Visit the official Deno installation guide to install Deno for your operating system.

Installation

Clone the Thunder Repository

Start by cloning the official Thunder repository to your local machine:

git clone https://github.com/Huruf-Tech/thunder.git my-thunder-app
cd my-thunder-app

Initialize the Project

Once inside the project directory, run the initialization task to set up your project:

deno task init

Remember! The command deno task init is only intended for initializing a freshly cloned project. Do not run this command again after your initial setup - it will delete your existing .git folder and reinitialize the repository, potentially causing irreversible loss of your version history.

Add a Database Connection

Create a .env file with your MongoDB connection string:

echo "DATABASE_URL=mongodb://localhost:27017/my-db" > .env

Learn more on the Environment Variables page.

Thunder ships as a minimal framework. To get essential features such as authentication, RBAC, CORS, security headers, and an admin user-management panel, install the official thunder-core plugin:

deno task add:plugin -n Huruf-Tech/thunder-core

See the Plugins page for the full plugin ecosystem.

Start the Development Server

With the project initialized, start the development server using:

deno task dev

Once the development server starts listening, open your browser or an API client such as Postman and send a request to: http://localhost:8000

Project Structure

A Thunder project follows a predictable, convention-over-configuration layout:

index.ts
users.ts
serve.ts
database.ts
.env
deno.json
Directory / FilePurpose
routes/File-based route handlers. Only top-level .ts files are registered; subfolders are ignored.
hooks/Pre/post request interceptors.
schemas/MongoDB collection schemas with Zod validation.
plugins/External Thunder projects installed as plugins ({org}/{name}/).
scripts/One-time setup scripts such as database indexes.
workers/Optional background workers for separate deployment.
public/Static assets (public/www is the default web root).
core/Framework internals - do not modify.

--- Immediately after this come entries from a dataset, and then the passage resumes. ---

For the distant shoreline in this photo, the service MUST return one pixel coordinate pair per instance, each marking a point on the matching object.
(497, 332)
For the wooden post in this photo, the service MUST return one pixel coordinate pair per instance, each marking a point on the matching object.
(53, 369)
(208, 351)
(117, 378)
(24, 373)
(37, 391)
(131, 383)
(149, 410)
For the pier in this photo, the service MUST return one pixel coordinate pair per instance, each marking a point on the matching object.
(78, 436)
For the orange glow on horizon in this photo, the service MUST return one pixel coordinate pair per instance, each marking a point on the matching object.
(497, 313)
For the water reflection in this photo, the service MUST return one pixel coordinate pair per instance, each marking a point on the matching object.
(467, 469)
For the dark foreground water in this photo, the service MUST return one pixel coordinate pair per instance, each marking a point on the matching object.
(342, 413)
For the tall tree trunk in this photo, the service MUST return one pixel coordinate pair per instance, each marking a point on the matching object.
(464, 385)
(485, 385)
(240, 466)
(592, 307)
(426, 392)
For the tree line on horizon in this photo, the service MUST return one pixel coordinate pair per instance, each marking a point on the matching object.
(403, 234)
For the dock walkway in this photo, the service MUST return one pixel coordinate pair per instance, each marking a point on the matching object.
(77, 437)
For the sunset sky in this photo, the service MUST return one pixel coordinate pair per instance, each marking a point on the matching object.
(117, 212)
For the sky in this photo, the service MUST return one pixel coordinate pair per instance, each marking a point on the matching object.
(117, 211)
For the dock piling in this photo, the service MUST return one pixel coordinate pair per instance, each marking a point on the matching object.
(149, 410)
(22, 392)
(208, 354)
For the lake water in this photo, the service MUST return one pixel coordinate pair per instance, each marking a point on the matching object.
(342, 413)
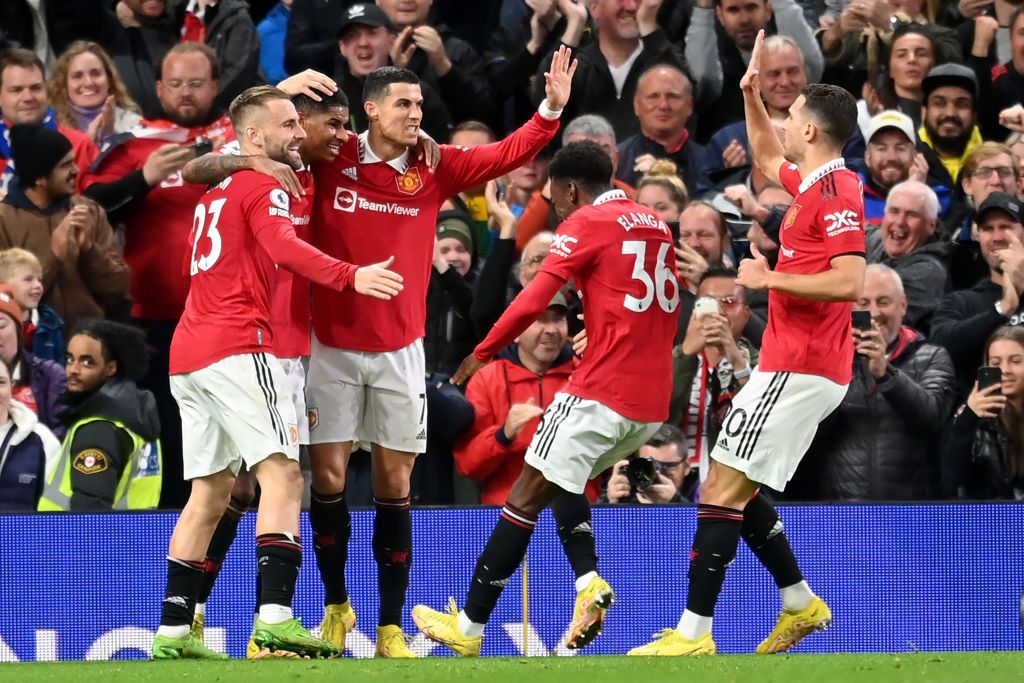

Files inside core/ (and serve.base.ts) are framework internals and should not be edited.

Serverless-First Architecture

Thunder is designed for serverless environments:

  • No background jobs - serverless doesn't support long-running processes. Use a separate worker instead.
  • Fast cold starts - database indexes are created via scripts, not on startup.
  • Stateless - each request is independent and isolated.